We observed similar patterns in our real case studies, suggesting that the batch effects are mixed with multiple sources and are non-systematic (see the examples below).
5.2 Real data
We also estimate the batch regression coefficients for each OTU in real datasets to assess the nature of batch effects.
5.2.1 Sponge data
sponge.b.coeff <- c()
for(i in 1:ncol(sponge.tss.clr)){
res <- lm(sponge.tss.clr[ ,i] ~ sponge.trt + sponge.batch)
sum.res <- summary(res)
sponge.b.coeff[i] <- sum.res$coefficients[3,1]
}
par(mfrow = c(2,2))
hist(sponge.b.coeff,col = 'gray')
plot(density(sponge.b.coeff))
qqnorm(sponge.b.coeff)
qqline(sponge.b.coeff, col='red')
par(mfrow = c(1,1))
In sponge data, the histogram, density plot and quantile–quantile plot are also plotted using estimated batch regression coefficients \(\hat{\beta}_{j}\) for each OTU \(j\). The bi-modal distribution indicates a non-systematic batch effect, which is similar as the results from simulation with non-systematic batch effects.
5.2.2 AD data
ad.b.coeff <- c()
ad.batch.relevel <- relevel(ad.batch, '01/07/2016')
for(i in 1:ncol(ad.clr)){
res <- lm(ad.clr[,i] ~ ad.trt + ad.batch.relevel)
sum.res <- summary(res)
ad.b.coeff[i] <- sum.res$coefficients[4,1]
}
par(mfrow = c(2,2))
hist(ad.b.coeff,col = 'gray')
plot(density(ad.b.coeff))
qqnorm(ad.b.coeff)
qqline(ad.b.coeff, col='red')
par(mfrow = c(1,1))
We observe similar results in AD data.
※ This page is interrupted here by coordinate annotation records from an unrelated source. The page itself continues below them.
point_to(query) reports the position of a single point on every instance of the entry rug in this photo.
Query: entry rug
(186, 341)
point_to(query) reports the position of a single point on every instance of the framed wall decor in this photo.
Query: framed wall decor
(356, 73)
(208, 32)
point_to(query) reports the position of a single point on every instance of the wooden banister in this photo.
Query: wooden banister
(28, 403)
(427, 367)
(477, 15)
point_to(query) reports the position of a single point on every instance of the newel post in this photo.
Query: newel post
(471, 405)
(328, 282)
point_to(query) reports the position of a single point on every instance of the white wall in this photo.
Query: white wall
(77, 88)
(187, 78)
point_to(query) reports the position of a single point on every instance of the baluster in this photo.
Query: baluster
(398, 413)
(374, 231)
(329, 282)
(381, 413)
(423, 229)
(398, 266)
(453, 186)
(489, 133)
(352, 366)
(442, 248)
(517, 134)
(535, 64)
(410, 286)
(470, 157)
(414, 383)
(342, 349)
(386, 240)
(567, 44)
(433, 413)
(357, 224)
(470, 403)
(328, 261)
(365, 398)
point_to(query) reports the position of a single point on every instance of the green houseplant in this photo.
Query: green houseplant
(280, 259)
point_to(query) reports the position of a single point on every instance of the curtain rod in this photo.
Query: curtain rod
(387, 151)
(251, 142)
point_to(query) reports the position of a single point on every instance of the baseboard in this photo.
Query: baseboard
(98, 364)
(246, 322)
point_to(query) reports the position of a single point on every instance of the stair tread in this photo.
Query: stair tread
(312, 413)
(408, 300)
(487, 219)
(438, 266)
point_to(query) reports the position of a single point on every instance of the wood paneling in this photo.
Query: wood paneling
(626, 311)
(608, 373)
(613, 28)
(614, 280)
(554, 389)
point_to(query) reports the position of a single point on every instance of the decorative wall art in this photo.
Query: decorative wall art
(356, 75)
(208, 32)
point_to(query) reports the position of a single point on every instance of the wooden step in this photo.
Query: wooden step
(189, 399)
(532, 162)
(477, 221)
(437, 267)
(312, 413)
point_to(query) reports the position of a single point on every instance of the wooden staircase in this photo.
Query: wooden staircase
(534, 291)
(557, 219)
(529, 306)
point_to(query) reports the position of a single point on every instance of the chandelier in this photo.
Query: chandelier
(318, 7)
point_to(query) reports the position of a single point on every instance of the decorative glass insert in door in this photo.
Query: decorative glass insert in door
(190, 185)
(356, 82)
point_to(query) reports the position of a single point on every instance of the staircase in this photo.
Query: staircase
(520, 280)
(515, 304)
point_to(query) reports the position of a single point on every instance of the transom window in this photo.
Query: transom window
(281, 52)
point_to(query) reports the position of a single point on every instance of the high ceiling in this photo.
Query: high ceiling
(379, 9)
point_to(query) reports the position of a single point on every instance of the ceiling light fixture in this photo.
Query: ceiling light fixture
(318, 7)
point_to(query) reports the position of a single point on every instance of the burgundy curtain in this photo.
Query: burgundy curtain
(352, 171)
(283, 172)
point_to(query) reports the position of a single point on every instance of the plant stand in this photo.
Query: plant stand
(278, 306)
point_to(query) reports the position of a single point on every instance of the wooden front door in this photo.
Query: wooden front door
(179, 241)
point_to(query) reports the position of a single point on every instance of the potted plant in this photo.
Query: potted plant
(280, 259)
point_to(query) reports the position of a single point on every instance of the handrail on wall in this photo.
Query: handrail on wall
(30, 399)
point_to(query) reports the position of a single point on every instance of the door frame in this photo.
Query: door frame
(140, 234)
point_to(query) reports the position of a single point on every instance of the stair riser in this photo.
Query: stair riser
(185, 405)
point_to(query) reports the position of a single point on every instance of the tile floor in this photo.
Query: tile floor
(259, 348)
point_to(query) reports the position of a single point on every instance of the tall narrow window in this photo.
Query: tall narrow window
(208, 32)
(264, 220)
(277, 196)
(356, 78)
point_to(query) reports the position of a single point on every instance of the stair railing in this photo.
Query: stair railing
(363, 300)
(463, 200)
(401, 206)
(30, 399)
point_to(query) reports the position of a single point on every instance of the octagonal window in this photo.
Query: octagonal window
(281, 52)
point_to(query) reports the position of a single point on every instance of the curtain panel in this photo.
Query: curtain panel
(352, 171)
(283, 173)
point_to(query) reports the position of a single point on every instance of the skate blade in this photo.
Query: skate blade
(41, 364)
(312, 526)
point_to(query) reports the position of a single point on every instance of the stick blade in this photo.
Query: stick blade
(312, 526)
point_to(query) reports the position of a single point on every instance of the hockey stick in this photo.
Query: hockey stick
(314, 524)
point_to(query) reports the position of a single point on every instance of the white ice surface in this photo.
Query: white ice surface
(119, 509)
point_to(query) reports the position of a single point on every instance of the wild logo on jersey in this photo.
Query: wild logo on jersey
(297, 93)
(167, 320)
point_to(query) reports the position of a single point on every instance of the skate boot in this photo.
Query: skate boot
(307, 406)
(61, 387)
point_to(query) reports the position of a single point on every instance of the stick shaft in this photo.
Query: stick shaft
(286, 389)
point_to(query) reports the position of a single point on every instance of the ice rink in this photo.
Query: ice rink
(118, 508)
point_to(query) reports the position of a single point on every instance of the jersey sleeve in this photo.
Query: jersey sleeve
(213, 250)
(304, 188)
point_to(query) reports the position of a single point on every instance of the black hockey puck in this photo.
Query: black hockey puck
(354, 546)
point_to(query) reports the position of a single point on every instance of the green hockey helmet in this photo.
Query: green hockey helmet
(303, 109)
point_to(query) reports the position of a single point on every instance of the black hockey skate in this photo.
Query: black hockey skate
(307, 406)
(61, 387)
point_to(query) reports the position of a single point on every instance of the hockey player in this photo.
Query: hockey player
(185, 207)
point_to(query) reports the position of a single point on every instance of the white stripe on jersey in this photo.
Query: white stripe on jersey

The distribution of estimated batch regression coefficients is not normal. The batch effects therefore are non-systematic.
Bibliography
Gagnon-Bartsch, Johann A, Laurent Jacob, and Terence P Speed. 2013. “Removing Unwanted Variation from High Dimensional Data with Negative Controls.” Berkeley: Tech Reports from Dep Stat Univ California. Citeseer, 1–112.